During August, Salt River Pima-Maricopa Indian Community member Royce Manuel and his family traveled to Santa Fe, New Mexico for the 90th Annual Santa Fe Indian Market, presented by the Southwestern Association for Indian Arts (SWAIA). Manuel has earned many awards in the past few years for his skill in making traditional burden baskets, arrowheads, bows and arrows, and traditional three-holed flutes. At the Indian Market, Manuel was honored with a prestigious Special Award: the Jean Seth Award for Basket Making.
Held annually during the third week of August, the Santa Fe Indian Market is the largest, most prestigious Native arts market in the world and the largest Native American cultural event in the Southwest. This year the market pulled in 1,500 American Indian artists from all across the country, who displayed and sold their traditional and contemporary Native American artwork in multiple categories, including jewelry, pottery, sculpture, textiles, paintings, wooden carvings (such as kachina dolls), bead work, baskets, and diverse arts, including drums, bows and arrows, cradle boards and more.
Manuel has dedicated himself to learning traditional O’odham basket-making techniques with agave fibers and cotton and teaching others this important cultural skill. Last year, he was selected for the Artist Leadership Program sponsored by the Smithsonian National Museum of the American Indian, traveling to Washington, D.C. to view the NMAI special collections and research traditional O’odham art forms of the past.
“I am grateful learning what I did as far as the burden baskets because it has opened doors for me, for example working with the Smithsonian, and it continues to open the doors because [I have been] recognized for all the natural materials, such as the Jean Seth Award from the SWAIA Santa Fe Indian Market,” said Manuel.
This is Manuel’s second year at the Santa Fe Indian Market. In 2010, he won a first-place award in the Basketry classification, Miscellaneous category (because the basket was unique, it did not fall in any of the other categories, it was placed in the miscellaneous), for his burden basket, and he also won second place in the Diverse Art Forms classification, Bows/Arrows and Quivers category, for a willow bow and arrow.
“It was great,” said Manuel. “This year was cool too, because I was placed in the Plaza during the Indian Market. It’s neat because it takes an artist a long time to actually be placed in the Plaza, but [because of] some mix-up with paperwork I was actually placed in the Plaza; it was good.”
Manuel’s favorite part about participating in the Santa Fe Indian Market was getting to meet all the different artists from Indian tribes, not only in the Southwest, but all across the country.
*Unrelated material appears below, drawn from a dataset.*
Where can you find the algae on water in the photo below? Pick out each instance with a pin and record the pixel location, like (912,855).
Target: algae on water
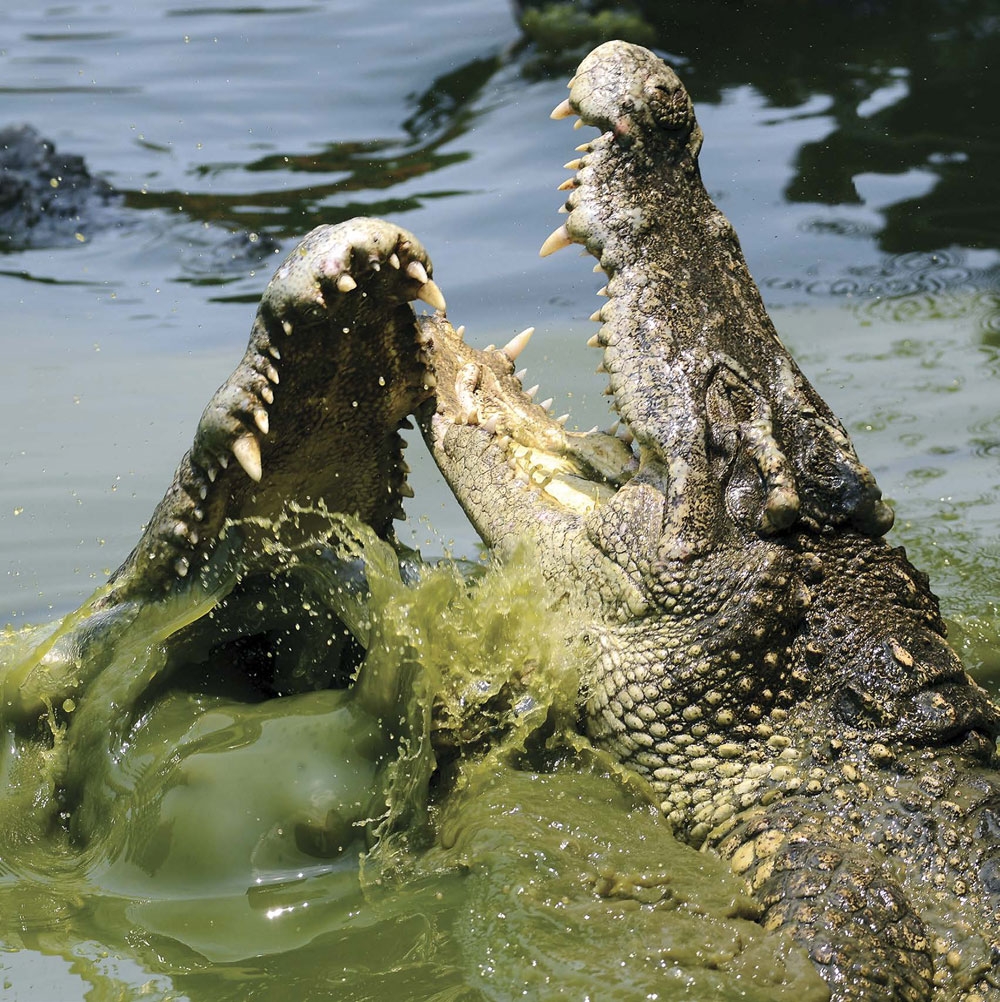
(387,799)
“It was good, because not only do I do the burden basket, but I also do the arrowheads, bows and arrows, and the flutes,” said Manuel. “I get recognition by the basketry work, but when people come up to my booth they realize there is a lot more to it. They will see that I work on the bows and arrows, the arrowheads, and the flutes. So it is good to share my work with other people.”
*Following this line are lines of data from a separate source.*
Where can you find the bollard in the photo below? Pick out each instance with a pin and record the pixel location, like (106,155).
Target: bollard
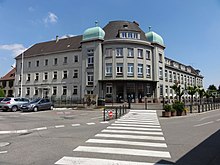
(104,114)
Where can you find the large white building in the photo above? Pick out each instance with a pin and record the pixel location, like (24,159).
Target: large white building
(116,62)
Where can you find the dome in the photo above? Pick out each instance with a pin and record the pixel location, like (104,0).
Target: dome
(154,37)
(93,33)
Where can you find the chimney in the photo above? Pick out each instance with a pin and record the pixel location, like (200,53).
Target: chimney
(57,39)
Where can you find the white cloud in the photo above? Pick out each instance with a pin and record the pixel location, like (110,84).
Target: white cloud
(51,18)
(16,49)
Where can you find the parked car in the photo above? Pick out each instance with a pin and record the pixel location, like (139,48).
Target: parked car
(12,103)
(38,104)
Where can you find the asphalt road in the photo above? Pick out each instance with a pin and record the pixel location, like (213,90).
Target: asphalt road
(50,137)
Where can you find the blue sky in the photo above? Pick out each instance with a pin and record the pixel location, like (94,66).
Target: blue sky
(190,28)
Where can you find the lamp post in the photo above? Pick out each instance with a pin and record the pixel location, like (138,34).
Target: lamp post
(22,72)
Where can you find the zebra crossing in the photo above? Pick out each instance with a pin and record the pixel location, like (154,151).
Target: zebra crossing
(134,139)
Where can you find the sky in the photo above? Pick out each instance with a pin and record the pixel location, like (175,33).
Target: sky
(190,28)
Manuel’s knack for creating a traditional O’odham burden basket from the ground up has also given him many opportunities to share his knowledge and talent with others. He hopes to continue to educate people about the burden basket and to continue his work with agave fibers. Manuel has a video on YouTube.com for anyone to view that shows the process of making a traditional burden basket. He and the Community are also working on another video, which will premiere at the opening of Native American Recognition Days at the end of September.
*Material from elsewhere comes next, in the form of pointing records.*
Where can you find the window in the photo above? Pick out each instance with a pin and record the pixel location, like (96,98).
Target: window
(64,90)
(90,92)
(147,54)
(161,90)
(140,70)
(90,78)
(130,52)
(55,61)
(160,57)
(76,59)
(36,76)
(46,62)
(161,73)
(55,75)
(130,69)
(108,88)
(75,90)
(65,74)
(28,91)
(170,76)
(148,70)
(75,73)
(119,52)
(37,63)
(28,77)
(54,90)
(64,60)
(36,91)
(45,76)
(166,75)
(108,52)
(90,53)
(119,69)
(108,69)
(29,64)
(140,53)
In 2008, Manuel’s contemporary cotton cordage burden basket won Best of Category and Best of Classification at the Fifth Annual Fort McDowell Yavapai Nation Indian Market.
In 2009, another burden basket won first place in its division at the Heard Museum Guild Indian Fair & Market in Phoenix. His three-holed flute won second place in its division in the same show. Both items were purchased by the Community and are displayed in the Two Waters buildings.
Also in 2009, Manuel took part in the Sixth Annual Fort McDowell Indian Market, and his burden basket won Best of Category and Best of Classification.
This weekend, Manuel will be at the Centennial Best Fest event taking place around the Courthouse Plaza in Prescott, which features an American Indian Village where he will be representing the Community along with other artists. His burden basket will also be available for view at Native American Recognition Days and the Four Tribes meeting.